From left, Salvation Army board member Phil Pindzola, Food City’s Molly Austin, Salvation Army Commanding Officer Lt. Antwan Yocum, keynote speaker Sherman Smith and master of ceremonies Kasey Marler chat before the start of the 23rd annual Salvation Army Souper Bowl for the Hungry inside the ballroom of the Holiday Inn in Johnson City last Friday. PHOTOS BY DAVE ONGIE
By Dave Ongie, News Editor

Sherman Smith made his mark as a hard-hitting running back for the Seattle Seahawks during a seven-year playing career. He went on to become an assistant coach in the league, helping mold Eddie George into All-Pro running back for the Tennessee Titans before returning to the Seahawks, where he was part of the coaching staff that led Seattle to the 2014 Super Bowl title.

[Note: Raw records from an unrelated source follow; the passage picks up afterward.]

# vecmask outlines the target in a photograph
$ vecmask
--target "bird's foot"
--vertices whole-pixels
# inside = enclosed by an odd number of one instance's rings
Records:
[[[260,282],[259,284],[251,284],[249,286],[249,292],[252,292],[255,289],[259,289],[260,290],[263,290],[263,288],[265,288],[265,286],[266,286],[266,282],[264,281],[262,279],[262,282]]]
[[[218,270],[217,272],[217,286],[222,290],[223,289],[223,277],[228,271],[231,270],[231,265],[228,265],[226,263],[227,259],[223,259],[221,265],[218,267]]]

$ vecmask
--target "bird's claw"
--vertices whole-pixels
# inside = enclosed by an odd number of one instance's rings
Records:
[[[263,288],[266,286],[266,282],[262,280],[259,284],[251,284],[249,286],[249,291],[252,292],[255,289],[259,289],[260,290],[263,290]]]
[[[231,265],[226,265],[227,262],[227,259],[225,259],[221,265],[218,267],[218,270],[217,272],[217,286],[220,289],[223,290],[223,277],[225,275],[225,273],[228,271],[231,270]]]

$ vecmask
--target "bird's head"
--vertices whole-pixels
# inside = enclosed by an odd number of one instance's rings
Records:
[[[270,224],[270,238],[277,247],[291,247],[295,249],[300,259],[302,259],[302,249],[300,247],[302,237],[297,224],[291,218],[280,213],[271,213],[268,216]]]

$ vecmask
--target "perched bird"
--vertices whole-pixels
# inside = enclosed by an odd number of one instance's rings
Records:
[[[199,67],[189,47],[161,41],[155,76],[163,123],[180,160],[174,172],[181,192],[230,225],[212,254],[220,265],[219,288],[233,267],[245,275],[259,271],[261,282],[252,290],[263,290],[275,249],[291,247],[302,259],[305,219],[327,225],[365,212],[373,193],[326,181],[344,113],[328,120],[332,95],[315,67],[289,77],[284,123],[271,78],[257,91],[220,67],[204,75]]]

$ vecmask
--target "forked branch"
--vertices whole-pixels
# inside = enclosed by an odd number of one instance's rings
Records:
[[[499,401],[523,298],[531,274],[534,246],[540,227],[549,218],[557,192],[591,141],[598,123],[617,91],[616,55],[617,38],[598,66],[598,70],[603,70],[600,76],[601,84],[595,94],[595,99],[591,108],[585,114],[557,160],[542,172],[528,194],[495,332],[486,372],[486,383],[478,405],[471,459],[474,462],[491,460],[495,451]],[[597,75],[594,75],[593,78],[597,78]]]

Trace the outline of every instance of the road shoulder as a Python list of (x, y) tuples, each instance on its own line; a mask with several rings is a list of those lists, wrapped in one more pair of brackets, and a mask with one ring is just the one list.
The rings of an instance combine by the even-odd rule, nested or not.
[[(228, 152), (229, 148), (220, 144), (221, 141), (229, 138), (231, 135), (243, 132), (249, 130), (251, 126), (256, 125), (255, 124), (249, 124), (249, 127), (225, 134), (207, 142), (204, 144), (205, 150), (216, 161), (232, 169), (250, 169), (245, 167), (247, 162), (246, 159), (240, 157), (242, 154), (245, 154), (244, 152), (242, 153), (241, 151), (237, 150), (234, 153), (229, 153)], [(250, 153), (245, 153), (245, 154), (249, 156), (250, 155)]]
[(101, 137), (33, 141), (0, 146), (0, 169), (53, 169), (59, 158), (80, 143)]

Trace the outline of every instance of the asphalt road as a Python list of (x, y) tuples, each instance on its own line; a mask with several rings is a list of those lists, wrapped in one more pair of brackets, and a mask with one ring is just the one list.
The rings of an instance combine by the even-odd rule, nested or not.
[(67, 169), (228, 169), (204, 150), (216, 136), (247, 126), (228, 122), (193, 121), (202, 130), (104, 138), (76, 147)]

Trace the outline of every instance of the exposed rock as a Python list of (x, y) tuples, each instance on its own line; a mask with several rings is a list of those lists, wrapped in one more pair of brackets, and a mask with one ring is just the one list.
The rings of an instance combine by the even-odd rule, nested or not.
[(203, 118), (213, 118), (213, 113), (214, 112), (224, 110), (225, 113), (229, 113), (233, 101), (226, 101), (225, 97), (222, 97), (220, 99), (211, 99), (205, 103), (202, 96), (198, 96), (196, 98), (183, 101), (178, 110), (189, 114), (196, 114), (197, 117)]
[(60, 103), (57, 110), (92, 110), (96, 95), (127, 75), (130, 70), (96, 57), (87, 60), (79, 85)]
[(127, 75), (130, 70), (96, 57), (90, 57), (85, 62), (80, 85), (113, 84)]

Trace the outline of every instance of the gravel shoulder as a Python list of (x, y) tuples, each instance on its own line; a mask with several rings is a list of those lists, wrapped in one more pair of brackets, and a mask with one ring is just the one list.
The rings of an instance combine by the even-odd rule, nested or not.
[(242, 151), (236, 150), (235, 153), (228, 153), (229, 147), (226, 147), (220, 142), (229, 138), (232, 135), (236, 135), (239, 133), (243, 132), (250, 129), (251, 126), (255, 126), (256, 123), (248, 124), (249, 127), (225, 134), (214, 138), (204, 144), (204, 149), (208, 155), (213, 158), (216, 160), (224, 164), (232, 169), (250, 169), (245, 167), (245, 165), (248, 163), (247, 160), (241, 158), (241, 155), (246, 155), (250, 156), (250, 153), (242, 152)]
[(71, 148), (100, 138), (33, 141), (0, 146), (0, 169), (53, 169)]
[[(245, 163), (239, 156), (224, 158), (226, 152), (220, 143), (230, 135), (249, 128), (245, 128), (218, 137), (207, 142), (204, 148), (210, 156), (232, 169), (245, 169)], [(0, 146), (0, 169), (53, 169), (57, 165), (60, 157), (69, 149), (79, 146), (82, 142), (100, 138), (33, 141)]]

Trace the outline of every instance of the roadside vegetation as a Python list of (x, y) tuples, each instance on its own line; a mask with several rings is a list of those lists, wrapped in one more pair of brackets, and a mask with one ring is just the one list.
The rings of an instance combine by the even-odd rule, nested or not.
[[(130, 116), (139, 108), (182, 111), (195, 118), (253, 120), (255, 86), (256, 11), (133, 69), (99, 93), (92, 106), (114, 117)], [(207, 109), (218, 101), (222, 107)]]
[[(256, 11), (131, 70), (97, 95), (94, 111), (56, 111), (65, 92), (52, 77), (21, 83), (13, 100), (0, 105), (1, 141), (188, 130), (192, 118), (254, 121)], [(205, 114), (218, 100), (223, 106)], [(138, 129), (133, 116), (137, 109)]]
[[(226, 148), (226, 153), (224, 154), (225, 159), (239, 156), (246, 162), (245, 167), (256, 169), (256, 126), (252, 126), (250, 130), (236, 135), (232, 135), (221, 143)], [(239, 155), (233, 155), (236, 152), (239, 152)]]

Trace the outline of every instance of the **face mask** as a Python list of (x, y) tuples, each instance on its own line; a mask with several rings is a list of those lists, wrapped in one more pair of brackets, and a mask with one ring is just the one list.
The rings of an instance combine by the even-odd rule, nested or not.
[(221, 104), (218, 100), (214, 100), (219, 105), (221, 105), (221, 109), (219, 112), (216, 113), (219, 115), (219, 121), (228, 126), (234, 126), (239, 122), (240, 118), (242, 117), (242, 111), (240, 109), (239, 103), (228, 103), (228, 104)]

Last Friday, the man nicknamed “Tank” was in Johnson City to make a different kind of impact as he served as the keynote speaker during the Salvation Army’s annual Souper Bowl for the Hungry event. Instead of running over defenders, Smith imparted words of wisdom and encouragement to the crowd that packed the ballroom at the Holiday Inn.

Former NFL player and Assistant Coach Sherman Smith gave the keynote address at the annual luncheon. 

The event raised around $25,000 for the local Salvation Army, money that will go towards helping those in need in our community.

Smith told those in attendance that he wanted to go into coaching first and foremost to help people. In recent years, he has taken joy in watching NFL players he coached pay it forward to the NFL stars of today.

George is a prime example. The former Heisman Trophy winner at Ohio State blossomed into a star under Smith’s tutelage. Now retired, George has mentored current Tennessee running back Derrick Henry, who helped the Titans reach the AFC championship game this season.

“It shows you the type of person that Eddie is,” Smith said. “He wants to share with Derrick the same conversations (we had) when I was coaching him.”